Taşeron sistemine son verilmelidir.
Emekçilerin gelecek kaygısı hissetmeyeceği, güvenli bir çalışma ilişkisi yaratılmalıdır. Bunun için de İş Kanunu’nda yer alan “telafi çalışması”, “denkleştirme”, “çağrı üzerine çalışma”, “kısmi süreli çalışma”, “asıl işveren-alt işveren ilişkisi”, “geçici iş ilişkisi” gibi esnek ve kuralsız çalışma hükümleri derhal kaldırılmalıdır.
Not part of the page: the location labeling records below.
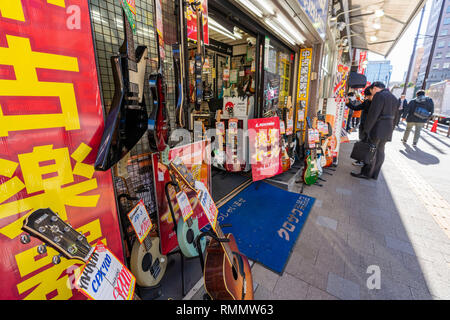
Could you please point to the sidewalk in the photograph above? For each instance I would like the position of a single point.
(389, 223)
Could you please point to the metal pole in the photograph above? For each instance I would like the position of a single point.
(405, 88)
(430, 58)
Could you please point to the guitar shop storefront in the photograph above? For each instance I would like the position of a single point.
(250, 73)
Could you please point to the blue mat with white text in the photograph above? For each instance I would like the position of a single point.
(266, 222)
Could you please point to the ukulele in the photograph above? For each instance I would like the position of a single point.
(227, 272)
(127, 119)
(158, 122)
(187, 231)
(47, 226)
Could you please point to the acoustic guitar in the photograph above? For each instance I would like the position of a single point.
(47, 226)
(227, 273)
(127, 119)
(158, 122)
(187, 231)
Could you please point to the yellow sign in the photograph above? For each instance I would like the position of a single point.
(304, 76)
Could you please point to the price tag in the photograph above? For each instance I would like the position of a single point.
(185, 205)
(207, 204)
(140, 221)
(104, 277)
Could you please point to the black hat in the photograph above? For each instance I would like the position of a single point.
(378, 84)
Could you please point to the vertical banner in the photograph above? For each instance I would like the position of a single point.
(191, 18)
(264, 139)
(304, 76)
(129, 6)
(51, 123)
(197, 158)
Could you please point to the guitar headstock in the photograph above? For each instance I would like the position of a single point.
(183, 173)
(47, 226)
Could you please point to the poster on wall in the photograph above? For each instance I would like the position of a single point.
(264, 139)
(197, 158)
(51, 123)
(191, 17)
(304, 77)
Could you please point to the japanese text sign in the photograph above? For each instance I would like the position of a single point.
(51, 123)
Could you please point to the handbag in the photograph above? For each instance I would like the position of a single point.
(364, 151)
(422, 113)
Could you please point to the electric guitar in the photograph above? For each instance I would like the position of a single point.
(127, 119)
(158, 122)
(188, 231)
(47, 226)
(227, 274)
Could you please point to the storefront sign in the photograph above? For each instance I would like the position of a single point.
(197, 158)
(206, 201)
(140, 221)
(191, 17)
(264, 139)
(317, 11)
(304, 77)
(51, 123)
(104, 277)
(129, 6)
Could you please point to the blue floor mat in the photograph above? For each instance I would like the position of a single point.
(266, 222)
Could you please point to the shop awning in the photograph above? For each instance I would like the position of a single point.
(377, 26)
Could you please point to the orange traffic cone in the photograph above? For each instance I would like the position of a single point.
(434, 128)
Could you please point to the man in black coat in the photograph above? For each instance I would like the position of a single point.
(421, 101)
(378, 127)
(402, 104)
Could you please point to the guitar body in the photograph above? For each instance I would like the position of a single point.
(127, 120)
(186, 236)
(310, 176)
(147, 263)
(158, 122)
(224, 281)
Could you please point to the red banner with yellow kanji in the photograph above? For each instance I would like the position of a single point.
(51, 123)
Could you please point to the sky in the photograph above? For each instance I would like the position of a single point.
(401, 53)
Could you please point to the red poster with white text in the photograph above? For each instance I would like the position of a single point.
(265, 155)
(51, 124)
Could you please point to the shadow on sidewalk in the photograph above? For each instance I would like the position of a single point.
(420, 156)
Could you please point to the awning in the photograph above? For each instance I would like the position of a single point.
(377, 26)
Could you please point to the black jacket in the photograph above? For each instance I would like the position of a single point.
(422, 101)
(380, 120)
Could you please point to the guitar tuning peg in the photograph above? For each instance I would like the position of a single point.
(42, 249)
(25, 238)
(56, 259)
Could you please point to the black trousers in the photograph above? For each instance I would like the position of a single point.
(373, 170)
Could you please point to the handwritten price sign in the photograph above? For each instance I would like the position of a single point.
(140, 220)
(104, 277)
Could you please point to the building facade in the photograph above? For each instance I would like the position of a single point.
(379, 71)
(440, 62)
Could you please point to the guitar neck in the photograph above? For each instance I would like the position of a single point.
(128, 45)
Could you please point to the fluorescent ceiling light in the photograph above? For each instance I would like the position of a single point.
(227, 34)
(251, 7)
(266, 5)
(288, 26)
(279, 31)
(379, 13)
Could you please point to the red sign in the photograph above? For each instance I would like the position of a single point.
(197, 158)
(51, 123)
(264, 137)
(191, 17)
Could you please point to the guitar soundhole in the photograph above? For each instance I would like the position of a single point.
(190, 236)
(147, 262)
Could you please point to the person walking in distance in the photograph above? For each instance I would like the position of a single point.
(417, 113)
(402, 104)
(378, 128)
(363, 108)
Sendikal hak ve özgürlüklerin kullanılması önündeki her türden yasal ve fiili engel kaldırılarak işçilerin kendilerini örgütlü ve güvende hissetmesi sağlanmalıdır.
Bizler TMMOB olarak bugüne kadar olduğu gibi bundan sonra da, insan yaşamının her şeyden önce geldiğini vurgulamaya devam edeceğiz. İşverenin kar hırsının, siyasi iktidarın politik önceliklerinin emekçilerin hayatlarını çalmasına izin vermeyeceğiz.
Bu anlayışla, devlet ve işvereni İşçi Sağlığı ve İş Güvenliği konusunda sorumlu davranmaya, tüm kamuoyunu da iş cinayetlerine karşı duyarlı olmaya davet ediyoruz.